The second is that storage is the structural answer, not an accessory. Because storage earns from volatility rather than suffering it, its value rises exactly when the weather turns difficult. Australia's market gives the cleanest evidence. As volatility climbed, the average price batteries set when they were the marginal supplier nearly doubled in a year, from about A$245 to about A$478 per megawatt hour.[7] By early 2026, batteries, combining charging and discharging, were setting the market price in 32% of dispatch intervals, more often than any other technology, having overtaken hydro.[8] The asset most models still treat as a bolt-on is the closest thing the new grid has to a weather hedge.

None of this is an argument against the energy transition. It is an argument for financing it with the right model. The old one treated weather as an operating detail, something the control room handled day to day while the financial risk lived in the fuel price. On the grid we are now building, weather is the financial risk. It has moved from the night shift to the investment committee, and the tools have not all made the same move. A warmer baseline only steepens the curve, deepening droughts and loading the wet years toward heavier extremes, which raises the variance the model has to carry.

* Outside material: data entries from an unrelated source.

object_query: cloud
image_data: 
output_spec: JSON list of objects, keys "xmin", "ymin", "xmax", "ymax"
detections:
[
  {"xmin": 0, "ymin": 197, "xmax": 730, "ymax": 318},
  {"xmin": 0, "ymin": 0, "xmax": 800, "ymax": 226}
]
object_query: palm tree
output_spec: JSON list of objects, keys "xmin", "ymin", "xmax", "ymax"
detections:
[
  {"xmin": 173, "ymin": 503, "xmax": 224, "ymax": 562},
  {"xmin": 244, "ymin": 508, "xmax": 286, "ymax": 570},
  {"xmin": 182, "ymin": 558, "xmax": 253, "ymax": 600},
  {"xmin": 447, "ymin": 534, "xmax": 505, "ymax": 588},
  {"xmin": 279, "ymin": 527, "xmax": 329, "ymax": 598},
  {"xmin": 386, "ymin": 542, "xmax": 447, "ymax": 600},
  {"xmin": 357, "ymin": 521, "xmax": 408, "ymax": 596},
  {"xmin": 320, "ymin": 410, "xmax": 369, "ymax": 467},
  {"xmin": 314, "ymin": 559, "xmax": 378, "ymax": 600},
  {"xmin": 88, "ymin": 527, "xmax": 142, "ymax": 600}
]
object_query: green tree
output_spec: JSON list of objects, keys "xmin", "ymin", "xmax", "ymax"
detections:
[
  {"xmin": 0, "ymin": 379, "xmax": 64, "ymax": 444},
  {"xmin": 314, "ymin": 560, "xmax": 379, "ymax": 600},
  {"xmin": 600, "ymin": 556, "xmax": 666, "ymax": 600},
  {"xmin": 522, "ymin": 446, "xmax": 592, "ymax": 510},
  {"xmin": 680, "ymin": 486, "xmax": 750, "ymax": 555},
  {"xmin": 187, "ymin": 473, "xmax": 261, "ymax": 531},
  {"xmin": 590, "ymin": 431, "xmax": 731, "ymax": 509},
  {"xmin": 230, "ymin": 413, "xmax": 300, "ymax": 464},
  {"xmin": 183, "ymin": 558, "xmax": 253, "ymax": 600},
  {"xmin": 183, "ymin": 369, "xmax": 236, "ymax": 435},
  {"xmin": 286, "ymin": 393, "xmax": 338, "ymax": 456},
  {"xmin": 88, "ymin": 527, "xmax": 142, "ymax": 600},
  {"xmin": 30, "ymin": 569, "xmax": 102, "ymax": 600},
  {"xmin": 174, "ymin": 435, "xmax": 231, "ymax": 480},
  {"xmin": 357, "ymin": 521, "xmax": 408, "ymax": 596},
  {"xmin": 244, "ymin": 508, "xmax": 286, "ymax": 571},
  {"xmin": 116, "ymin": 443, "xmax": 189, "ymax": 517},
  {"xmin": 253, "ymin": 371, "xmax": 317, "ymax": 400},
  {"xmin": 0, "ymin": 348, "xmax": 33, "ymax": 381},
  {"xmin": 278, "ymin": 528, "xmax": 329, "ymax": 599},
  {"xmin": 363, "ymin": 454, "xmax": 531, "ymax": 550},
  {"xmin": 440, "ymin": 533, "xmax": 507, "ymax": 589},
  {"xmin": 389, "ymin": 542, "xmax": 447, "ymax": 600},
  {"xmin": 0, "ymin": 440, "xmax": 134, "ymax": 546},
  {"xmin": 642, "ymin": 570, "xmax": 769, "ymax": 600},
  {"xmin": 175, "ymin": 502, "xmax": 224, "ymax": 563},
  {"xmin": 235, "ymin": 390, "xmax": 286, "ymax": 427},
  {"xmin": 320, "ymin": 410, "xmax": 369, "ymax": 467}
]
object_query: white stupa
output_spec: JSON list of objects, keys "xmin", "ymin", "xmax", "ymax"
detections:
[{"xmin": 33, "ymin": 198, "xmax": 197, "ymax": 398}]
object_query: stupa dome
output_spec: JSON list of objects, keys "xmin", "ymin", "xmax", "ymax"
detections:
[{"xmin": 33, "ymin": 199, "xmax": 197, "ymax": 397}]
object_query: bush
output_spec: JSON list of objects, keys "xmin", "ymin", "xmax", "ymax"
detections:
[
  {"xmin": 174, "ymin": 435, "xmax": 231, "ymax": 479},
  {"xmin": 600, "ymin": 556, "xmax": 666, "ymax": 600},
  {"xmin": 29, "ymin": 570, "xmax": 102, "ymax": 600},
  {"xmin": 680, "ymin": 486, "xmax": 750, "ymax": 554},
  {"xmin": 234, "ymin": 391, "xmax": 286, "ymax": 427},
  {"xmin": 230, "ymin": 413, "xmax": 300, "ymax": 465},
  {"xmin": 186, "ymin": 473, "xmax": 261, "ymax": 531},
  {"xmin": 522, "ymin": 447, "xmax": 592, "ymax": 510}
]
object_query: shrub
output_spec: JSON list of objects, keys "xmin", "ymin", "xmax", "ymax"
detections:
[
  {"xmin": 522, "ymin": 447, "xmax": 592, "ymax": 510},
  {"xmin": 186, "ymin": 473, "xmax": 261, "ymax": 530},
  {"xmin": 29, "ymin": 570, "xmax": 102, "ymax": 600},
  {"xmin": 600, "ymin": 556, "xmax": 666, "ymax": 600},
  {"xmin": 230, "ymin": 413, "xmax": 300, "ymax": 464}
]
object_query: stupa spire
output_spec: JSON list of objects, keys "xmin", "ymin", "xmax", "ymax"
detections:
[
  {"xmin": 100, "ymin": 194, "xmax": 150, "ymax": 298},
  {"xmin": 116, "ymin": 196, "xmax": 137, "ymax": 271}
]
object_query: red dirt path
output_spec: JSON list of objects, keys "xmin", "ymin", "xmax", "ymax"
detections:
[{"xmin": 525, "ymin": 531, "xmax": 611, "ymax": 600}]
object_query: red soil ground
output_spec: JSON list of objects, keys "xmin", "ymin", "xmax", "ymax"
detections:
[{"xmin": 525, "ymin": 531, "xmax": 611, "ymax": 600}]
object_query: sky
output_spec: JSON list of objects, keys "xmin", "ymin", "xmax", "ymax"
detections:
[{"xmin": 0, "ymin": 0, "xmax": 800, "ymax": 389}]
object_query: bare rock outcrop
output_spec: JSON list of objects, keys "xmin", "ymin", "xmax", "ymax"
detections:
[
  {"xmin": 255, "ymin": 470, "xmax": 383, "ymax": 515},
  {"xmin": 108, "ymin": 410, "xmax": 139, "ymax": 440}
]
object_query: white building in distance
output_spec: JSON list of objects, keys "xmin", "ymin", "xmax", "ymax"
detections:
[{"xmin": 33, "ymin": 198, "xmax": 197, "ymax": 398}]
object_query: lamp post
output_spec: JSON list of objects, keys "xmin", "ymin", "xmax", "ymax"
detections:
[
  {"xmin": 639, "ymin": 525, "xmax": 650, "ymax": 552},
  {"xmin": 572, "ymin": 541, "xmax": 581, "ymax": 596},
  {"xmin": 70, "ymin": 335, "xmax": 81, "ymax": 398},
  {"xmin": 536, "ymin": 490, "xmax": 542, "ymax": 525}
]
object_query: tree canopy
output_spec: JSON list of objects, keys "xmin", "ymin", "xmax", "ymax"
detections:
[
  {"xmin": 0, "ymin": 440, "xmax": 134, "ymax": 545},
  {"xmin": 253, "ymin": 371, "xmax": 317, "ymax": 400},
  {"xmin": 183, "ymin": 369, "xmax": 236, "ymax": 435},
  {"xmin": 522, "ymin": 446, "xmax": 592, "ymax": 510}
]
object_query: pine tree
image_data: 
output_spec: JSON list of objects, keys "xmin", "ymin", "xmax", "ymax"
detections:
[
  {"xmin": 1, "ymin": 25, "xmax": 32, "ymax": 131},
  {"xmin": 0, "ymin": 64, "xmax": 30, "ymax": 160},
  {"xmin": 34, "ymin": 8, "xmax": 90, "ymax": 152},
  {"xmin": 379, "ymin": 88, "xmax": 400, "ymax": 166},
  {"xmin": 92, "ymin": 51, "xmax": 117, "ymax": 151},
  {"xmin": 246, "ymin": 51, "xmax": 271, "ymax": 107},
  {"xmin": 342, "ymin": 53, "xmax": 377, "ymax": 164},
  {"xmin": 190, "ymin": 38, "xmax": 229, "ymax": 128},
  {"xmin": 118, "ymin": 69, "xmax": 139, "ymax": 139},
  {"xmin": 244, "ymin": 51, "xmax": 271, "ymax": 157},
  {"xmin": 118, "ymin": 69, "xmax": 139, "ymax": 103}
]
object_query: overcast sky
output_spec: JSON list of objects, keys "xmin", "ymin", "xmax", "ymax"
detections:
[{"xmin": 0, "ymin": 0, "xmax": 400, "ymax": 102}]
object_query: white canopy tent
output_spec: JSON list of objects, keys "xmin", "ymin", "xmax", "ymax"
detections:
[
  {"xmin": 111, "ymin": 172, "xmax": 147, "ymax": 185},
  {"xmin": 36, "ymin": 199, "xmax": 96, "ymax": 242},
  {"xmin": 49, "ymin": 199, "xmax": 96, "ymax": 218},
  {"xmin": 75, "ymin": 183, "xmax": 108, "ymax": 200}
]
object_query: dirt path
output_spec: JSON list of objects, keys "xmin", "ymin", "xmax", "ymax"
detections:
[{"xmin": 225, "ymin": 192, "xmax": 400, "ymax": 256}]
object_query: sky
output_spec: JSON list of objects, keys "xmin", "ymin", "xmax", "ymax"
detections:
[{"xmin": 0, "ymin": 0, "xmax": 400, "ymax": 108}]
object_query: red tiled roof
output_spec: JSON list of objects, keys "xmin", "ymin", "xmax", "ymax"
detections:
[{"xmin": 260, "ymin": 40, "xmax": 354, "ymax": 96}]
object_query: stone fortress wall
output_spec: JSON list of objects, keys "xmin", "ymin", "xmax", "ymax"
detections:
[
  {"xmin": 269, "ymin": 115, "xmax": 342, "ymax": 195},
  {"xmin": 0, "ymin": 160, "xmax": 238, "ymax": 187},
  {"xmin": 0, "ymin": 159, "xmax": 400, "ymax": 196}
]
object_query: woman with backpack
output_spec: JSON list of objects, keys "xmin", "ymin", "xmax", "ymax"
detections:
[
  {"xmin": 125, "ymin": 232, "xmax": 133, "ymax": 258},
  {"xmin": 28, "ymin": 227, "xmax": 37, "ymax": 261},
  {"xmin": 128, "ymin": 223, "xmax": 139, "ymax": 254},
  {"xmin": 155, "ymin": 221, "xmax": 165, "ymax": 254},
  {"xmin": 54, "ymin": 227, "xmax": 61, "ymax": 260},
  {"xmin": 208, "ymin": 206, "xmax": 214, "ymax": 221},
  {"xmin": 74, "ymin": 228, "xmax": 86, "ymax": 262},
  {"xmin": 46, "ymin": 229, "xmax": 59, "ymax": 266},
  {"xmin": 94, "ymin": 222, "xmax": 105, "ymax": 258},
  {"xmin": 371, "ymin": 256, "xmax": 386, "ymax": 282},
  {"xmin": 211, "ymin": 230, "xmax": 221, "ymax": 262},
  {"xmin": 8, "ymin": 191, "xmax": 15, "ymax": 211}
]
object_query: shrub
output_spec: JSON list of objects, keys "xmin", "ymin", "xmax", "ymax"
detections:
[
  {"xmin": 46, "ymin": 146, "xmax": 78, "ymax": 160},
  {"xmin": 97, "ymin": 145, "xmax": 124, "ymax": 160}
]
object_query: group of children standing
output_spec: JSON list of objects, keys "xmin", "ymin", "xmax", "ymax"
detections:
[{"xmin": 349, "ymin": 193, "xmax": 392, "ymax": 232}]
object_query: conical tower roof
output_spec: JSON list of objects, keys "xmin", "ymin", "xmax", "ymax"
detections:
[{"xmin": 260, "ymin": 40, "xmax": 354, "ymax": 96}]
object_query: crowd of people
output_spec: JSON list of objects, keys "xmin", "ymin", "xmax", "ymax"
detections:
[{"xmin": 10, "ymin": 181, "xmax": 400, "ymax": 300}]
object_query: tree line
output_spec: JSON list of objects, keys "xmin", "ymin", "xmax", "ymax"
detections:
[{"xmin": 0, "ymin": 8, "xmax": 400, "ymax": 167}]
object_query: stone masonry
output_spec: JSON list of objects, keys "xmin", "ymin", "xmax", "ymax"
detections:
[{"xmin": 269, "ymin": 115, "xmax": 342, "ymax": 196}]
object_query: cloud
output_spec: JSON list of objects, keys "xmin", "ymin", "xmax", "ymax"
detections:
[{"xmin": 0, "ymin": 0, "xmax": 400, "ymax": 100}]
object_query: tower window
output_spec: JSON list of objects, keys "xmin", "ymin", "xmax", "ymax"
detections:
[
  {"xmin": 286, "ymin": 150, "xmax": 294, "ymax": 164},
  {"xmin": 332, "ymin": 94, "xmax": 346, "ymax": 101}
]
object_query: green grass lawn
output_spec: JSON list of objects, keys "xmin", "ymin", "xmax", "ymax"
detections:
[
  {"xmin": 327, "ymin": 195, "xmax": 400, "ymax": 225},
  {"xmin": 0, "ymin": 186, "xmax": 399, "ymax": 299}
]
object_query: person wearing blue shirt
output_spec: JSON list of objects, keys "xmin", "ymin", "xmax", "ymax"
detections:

Over the coming weeks I will take this apart piece by piece and market by market: why the underwriting math runs optimistic, why hydropower in the Mekong is really a sovereign-risk question, why the good-for-solar assumption misleads across Southeast Asia, and why storage is quietly becoming the hedge of record. The starting point is the simplest part. The grid runs on weather now, the weather is about to make a strong move, and the single update worth making today is to stop pricing it as background noise.

Sources

Primary sources and market references cited above.

1.
National Oceanic and Atmospheric Administration. (2026, June 11). El Niño forms, expected to strengthen, say NOAA forecasters.
2.
Cappucci, M., & Noll, B. (2026, June 11). El Niño is here, NOAA declares. The Washington Post.
3.
Council on Energy, Environment and Water. (2023). Studying the impact of unexpected climate change on the wind energy sector in India.
4.
International Energy Agency. (2024). Electricity mid-year update, July 2024.
5.
Entura. (2021). Building climate resilience into operations: Hydro Tasmania's journey.
6.
WindESCo. (2023, October 10). Wind projects 'underperform against energy yield assessments'.
7.
Australian Energy Market Operator. (2025). Quarterly energy dynamics, Q2 2025.
8.
Australian Energy Market Operator. (2026). Quarterly energy dynamics, Q1 2026.